What is an IDseq background model?
To assist with distinguishing microbial signals from reagent and environmental contamination, IDseq supports background model generation. In IDseq, a researcher can specify which samples should be included in a background model - these typically include a set of water or other environmental control samples processed alongside their sequencing experiments. The distribution of relative abundances of each taxa in the background model is then computed. You can then use the z-score metric to compare your samples to the background model (see below). The z-score metric allows researchers to evaluate the significance of relative abundance estimates for taxons in their samples as compared to the background model.

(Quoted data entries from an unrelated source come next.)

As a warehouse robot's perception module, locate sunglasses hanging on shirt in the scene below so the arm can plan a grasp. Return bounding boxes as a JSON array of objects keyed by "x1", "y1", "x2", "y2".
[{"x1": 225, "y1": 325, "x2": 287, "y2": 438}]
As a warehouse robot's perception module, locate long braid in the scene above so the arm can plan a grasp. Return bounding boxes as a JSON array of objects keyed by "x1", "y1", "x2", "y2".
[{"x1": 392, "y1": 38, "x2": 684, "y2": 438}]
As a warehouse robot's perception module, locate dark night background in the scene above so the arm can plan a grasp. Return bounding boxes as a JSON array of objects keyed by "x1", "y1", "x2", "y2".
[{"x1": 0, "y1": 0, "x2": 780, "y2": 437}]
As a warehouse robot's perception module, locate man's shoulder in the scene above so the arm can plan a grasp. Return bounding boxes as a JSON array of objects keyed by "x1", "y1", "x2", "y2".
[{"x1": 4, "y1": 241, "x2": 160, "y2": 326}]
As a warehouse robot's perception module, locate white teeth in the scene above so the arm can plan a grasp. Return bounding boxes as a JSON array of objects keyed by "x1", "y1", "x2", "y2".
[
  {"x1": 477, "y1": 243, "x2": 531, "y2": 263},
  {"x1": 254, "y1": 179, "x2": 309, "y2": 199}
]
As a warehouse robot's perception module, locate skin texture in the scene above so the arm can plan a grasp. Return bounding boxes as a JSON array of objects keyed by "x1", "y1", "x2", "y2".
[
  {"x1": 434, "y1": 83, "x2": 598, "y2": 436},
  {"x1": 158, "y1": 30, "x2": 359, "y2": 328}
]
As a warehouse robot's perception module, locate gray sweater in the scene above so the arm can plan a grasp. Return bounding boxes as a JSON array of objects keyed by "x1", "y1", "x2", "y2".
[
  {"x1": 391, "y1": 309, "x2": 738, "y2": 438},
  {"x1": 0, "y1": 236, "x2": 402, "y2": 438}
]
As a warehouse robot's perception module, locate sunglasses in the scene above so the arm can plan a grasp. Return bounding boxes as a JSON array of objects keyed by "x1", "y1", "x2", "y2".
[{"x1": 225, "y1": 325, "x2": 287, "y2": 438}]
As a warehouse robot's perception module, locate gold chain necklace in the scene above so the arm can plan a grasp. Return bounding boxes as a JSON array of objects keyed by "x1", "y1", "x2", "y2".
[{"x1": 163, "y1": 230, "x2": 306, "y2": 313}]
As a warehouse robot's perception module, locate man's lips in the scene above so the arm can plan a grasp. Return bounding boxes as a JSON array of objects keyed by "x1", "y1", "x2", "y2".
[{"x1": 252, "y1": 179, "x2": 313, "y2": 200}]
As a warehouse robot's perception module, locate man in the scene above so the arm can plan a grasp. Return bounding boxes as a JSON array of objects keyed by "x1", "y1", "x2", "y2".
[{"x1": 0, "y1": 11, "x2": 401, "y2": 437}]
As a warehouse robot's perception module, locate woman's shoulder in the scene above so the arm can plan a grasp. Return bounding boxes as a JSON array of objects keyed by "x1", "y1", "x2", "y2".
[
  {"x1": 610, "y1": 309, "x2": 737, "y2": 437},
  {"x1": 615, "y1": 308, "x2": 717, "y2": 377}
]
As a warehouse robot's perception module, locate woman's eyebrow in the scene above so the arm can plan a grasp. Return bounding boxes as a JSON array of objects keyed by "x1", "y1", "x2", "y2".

Applied Correction Method Recommendations:
- We recommend that for experiments where ERCCs are spiked into all samples and controls, use mass-normalized background models (Applied Correction Method = Normalized by input mass).
- For experiments where ERCC spike-ins are not used or a mix of samples are included, use the standard background model (Applied Correction Method = Standard). Mass-normalized background models will not be available (since that method relies on ERCC counts for normalization).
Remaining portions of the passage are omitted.